Is that the same Kirk Cameron from Growing Pains and The Computer Wore Tennis Shoes? Is that guy still alive?
 
  • #18
if you googled Kirk Cameron to come up with the computer wore tennis shoes this is funny
if you knew Kirk Cameron was in the computer wore tennis shoes it is sad.
 
  • #19
tribdog said:
are you pissy tonight or what?

Nah, i just can't stand bible thumpers.


Being religious is fine. Being dogmatic isn't.
 
  • #20
tribdog said:
if you googled Kirk Cameron to come up with the computer wore tennis shoes this is funny
if you knew Kirk Cameron was in the computer wore tennis shoes it is sad.

Come on. I never actually saw that movie; I just have a good memory for advertisements for whatever reason.
 
  • #21
franznietzsche said:
Being religious is fine. Being dogmatic isn't.
I'm tribdogmatic
 
  • #22
tribdog said:
I'm tribdogmatic


That is just as bad. Excepts its only bad for you not for your offspring too, because, well, you already know that.
 
  • #23
loseyourname said:
Is that the same Kirk Cameron from Growing Pains and The Computer Wore Tennis Shoes? Is that guy still alive?

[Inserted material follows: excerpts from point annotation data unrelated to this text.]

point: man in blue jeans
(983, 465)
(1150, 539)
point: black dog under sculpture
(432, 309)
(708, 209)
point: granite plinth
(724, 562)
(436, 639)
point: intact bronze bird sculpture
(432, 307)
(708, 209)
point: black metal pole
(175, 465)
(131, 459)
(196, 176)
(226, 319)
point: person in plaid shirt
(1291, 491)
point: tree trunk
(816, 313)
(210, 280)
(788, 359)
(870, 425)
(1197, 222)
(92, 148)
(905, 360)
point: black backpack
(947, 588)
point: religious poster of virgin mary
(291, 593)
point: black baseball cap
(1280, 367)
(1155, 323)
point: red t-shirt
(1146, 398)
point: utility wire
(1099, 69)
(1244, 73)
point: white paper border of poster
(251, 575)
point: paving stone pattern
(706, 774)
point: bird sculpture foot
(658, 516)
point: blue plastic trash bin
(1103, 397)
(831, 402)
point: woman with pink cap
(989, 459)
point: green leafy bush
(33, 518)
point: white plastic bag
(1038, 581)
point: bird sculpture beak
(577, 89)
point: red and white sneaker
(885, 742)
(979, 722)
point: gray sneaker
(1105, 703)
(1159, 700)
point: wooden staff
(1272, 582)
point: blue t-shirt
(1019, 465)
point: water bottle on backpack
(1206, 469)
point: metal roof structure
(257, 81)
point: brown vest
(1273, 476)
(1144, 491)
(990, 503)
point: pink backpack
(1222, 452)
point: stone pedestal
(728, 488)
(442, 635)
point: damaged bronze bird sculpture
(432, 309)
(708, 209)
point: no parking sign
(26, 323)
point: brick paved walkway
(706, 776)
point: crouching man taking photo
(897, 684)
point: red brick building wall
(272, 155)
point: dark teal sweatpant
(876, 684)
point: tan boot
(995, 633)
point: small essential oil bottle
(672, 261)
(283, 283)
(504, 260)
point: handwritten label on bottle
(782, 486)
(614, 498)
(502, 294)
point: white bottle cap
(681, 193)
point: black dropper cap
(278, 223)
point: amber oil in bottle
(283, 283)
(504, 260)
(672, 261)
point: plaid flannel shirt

Yep. I haven't seen the latter, but I will vouch for the former being the show he was on 15 years ago or thereabouts. "Mike Seaver"--was that his character's name?
 
  • #24
Was that his name? c'mon you aren't fooling us. Jason, Maggie, Mike, Carol and Ben oh and little Chrissy. Admit you love them all.
 
  • #25
I was going to say "Tom Seaver," but then I remembered he was the pitcher in the Mets-Orioles World Series about 30 years ago.
 
  • #26
Janitor said:
I was going to say "Tom Seaver," but then I remembered he was the pitcher in the Mets-Orioles World Series about 30 years ago.


Now that is sad.

Everyone knows baseball fans aren't real.
 

Related to More on the sad state of US education

1. What are the main issues with the current state of US education?

The main issues with the current state of US education include inadequate funding, lack of resources and technology, high dropout rates, and achievement gaps among different demographic groups.

2. How does the US education system compare to other countries?

The US education system ranks lower than many other developed countries in terms of overall academic performance and student outcomes. Additionally, there are significant disparities in education quality and opportunities within the US itself.

3. What impact does poverty have on education in the US?

Poverty has a major impact on education in the US, as it often leads to inadequate resources, underfunded schools, and lower academic achievement. Students from low-income families also face challenges such as food insecurity, lack of access to healthcare, and unstable home environments, which can directly affect their ability to learn and succeed in school.

4. How does the US education system address diversity and inclusion?

The US education system has made efforts to address diversity and inclusion through policies such as desegregation, affirmative action, and inclusive education programs. However, there are still significant disparities in educational opportunities and outcomes for marginalized groups, particularly students of color and those from low-income backgrounds.

5. What can be done to improve the state of US education?

To improve the state of US education, there needs to be a focus on addressing systemic issues such as funding disparities, teacher shortages, and inequities in resources and opportunities. Additionally, there should be efforts to promote diversity and inclusion in education and provide support for students from marginalized backgrounds. Investing in early childhood education and providing comprehensive support for students and families can also lead to long-term improvements in the education system.